I have done a lot of thinking and counting this week , since I currently do not have a 9-5 to clutter my brain. Anyway I was thinking about all the little things that sometimes can pile on and make you so tired. Just as I was thinking about these things and driving in the car a song came on Count your Blessings by JJ Weeks Band. WOW how true I encourage everyone believers or not to listen to the lyrics of this song. It brought me back to reality very quickly.
Do you want to know why? Because instead of counting my blessings I was counting how much time I spent looking for things because of the stroke brain causing my husband to miss place items, throw them away, just lose them.
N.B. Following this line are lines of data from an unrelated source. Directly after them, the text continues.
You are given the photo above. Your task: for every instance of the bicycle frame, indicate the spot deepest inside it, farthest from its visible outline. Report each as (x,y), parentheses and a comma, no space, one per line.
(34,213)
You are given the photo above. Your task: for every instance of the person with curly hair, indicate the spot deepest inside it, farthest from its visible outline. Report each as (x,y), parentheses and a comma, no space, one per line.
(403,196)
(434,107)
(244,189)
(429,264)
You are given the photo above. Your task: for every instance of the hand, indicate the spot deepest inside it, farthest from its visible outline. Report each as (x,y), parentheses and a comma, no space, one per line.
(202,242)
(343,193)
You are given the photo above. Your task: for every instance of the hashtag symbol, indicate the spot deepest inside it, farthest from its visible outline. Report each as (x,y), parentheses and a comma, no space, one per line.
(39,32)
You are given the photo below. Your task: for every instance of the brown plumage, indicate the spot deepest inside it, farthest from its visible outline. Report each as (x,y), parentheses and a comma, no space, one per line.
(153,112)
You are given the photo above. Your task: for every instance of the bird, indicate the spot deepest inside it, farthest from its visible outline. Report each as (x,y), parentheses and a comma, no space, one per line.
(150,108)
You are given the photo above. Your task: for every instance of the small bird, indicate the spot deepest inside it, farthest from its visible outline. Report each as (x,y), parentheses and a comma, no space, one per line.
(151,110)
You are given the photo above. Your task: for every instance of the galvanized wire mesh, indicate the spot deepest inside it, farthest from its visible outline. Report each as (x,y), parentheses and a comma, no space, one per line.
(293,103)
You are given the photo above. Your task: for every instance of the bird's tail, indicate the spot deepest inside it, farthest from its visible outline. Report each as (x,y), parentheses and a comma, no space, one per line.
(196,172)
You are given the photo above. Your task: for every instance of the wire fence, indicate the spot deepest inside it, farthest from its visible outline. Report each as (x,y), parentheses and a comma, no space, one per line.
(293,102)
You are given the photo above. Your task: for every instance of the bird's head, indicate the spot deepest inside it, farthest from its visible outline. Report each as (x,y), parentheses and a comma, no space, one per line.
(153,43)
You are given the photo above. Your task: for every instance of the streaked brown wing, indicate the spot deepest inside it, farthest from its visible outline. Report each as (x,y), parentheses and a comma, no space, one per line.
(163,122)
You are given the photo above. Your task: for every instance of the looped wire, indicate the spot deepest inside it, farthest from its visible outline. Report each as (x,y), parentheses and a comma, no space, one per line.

Everything from money to toothbrushes.
I was counting that I have probably shaved him 375 times in the last 595 days since he returned from the hospital with the infection that almost killed him. Counting shaves instead of being thankful there was still a face growing whiskers.
I was counting the number of times, I put socks on his feet, deodorant under his arms, insulin in his arm, filled the medicine container and asked him to please just take the pills from the cup. When he dumps them in his hand one or more will typically fall and then it is a scramble which was dropped what was swallowed -you get the picture.
Then folks there are the tears, his tears, my tears, longing for the days of normalcy….instead of thanking God that there are any days at all.
I know this is nothing to be ashamed of, that I am human with human faults and strengths and it is only Jesus Christ who keeps me on my feet for another day to thank him for all I have and all I will have in him.